Então, por que a prática de meditação de uma pessoa pode beneficiar as pessoas ao seu redor? Existem muitos mecanismos plausíveis. Por um lado, como a meditação treina os participantes a estarem conscientes do momento presente, ela pode promover a sensibilidade às perspectivas e emoções dos outros. Outra possibilidade é que, às vezes, desconsideramos a dor alheia porque ela nos causa desconforto — mas a meditação pode ajudar os praticantes a lidar melhor com emoções negativas, tornando menos doloroso interagir e responder ao sofrimento dos outros. Em consonância com essas ideias, pesquisadores publicaram, em 2024, resultados que mostraram que a meditação aumentou a preocupação das pessoas com o sofrimento alheio — e que, em comparação, pessoas sem essa prática estavam mais voltadas para o próprio sofrimento.

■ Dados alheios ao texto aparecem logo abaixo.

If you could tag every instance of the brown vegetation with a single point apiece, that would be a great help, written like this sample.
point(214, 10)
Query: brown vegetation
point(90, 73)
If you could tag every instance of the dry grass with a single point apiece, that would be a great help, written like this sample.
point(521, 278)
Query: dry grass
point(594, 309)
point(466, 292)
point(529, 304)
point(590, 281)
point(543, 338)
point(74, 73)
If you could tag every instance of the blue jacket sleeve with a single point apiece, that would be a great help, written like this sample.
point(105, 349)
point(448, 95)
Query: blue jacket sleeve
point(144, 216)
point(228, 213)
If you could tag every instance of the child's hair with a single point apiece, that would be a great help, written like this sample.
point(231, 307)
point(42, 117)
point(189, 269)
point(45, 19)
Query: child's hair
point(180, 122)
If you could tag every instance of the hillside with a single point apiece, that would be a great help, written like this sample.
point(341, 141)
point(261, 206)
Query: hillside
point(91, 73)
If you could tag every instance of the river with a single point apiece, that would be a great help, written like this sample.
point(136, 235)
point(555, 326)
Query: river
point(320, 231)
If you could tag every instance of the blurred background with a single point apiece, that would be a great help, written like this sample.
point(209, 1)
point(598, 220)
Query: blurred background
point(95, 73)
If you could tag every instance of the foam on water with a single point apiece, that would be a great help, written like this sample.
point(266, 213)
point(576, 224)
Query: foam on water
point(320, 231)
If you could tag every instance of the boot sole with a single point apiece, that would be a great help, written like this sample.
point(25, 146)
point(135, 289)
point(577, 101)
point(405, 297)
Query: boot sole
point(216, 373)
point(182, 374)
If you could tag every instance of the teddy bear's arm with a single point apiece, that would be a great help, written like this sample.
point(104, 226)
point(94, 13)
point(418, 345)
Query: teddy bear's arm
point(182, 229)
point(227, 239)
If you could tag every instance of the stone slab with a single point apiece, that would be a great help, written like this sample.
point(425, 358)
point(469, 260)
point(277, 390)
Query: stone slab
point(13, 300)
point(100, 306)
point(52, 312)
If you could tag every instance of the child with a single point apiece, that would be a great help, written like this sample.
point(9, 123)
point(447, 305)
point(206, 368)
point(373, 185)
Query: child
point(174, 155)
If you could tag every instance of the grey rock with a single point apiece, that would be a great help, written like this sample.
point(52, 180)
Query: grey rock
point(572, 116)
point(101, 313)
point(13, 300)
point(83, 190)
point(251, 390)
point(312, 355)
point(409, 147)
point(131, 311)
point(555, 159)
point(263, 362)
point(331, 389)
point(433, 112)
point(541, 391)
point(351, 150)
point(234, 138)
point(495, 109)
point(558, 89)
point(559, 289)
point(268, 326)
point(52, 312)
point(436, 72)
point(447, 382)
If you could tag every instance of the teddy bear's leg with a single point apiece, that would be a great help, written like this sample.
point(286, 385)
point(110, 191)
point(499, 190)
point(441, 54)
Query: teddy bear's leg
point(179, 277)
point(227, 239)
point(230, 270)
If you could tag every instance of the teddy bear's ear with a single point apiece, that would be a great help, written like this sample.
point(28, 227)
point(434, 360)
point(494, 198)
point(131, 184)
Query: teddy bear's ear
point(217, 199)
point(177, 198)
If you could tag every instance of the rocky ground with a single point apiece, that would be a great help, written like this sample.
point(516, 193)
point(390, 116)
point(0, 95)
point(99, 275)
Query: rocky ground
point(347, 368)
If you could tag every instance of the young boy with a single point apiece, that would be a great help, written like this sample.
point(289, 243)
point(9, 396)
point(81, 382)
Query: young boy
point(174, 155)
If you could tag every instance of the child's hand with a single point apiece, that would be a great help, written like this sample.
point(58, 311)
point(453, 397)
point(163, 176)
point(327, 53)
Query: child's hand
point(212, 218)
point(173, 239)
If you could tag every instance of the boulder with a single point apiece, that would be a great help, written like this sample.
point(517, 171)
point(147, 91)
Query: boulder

A meditação também pode ajudar as pessoas a desenvolverem relacionamentos interpessoais mais fortes. A prática pode melhorar o humor geral e aumentar o controle emocional, o que pode aprimorar as interações com os outros. Na primavera passada, um estudo que comparou 47 médicos treinados em Meditação com 47 não treinados constatou que os médicos do grupo de Meditação estavam menos ansiosos em relação à comunicação com seus pacientes e relataram ter mais confiança nos outros. De forma crucial, os participantes que praticaram meditação também demonstraram menor propensão a adotar a medicina defensiva, na qual os médicos tomam decisões sobre cuidados de saúde com base no medo de processos judiciais em vez de seguirem as melhores práticas. As interações sociais de maior qualidade que surgiram com o treinamento em meditação pareceram melhorar a interação médico-paciente e, em última análise, o atendimento prestado pelos médicos aos seus pacientes.
É possível que a melhoria nos relacionamentos e interações dos praticantes de meditação traga benefícios ainda mais amplos. Pesquisas sobre um fenômeno chamado efeito cascata social sugerem que os atributos de uma pessoa podem se espalhar por toda a sua rede social e além dela. Por exemplo, em um estudo publicado em 2024, quando pesquisadores buscavam a melhor maneira de implementar uma intervenção destinada a reduzir a mortalidade infantil em 176 aldeias isoladas nas terras altas de Honduras, eles forneceram informações sobre saúde pré-natal, parto seguro e cuidados com recém-nascidos a um grupo de pessoas nessas comunidades que possuíam fortes laços sociais.
Ensinar esses indivíduos influentes desencadeou uma disseminação de conhecimento por dois graus de separação, de modo que amigos de amigos desses moradores já conheciam pelo menos algumas das informações de saúde dois anos após os esforços iniciais dos pesquisadores. Assim, os pesquisadores encontraram uma maneira de atingir um subconjunto da população, alcançando um público muito maior. Embora os estudos sobre o efeito cascata social ainda não tenham explorado a meditação, é possível que um fenômeno semelhante ocorra. Alguns praticantes experientes de Meditação argumentam que cultivar um estado de compaixão em si mesmo nos ajuda a levar essa atitude para os outros. Talvez, por sua vez, eles também transmitam um pouco de calma e compaixão. Independentemente do que esteja em jogo, a ciência das consequências sociais da Meditação é animadora.
Muitas vezes, os desafios do mundo podem parecer avassaladores, e as ações de uma única pessoa podem parecer fazer pouca diferença. Mas esta pesquisa nos lembra que, ao melhorarmos nosso próprio bem-estar, também podemos melhorar a vida dos outros. Os benefícios de apenas uma pessoa cultivando paz e compaixão podem ter um impacto em cascata.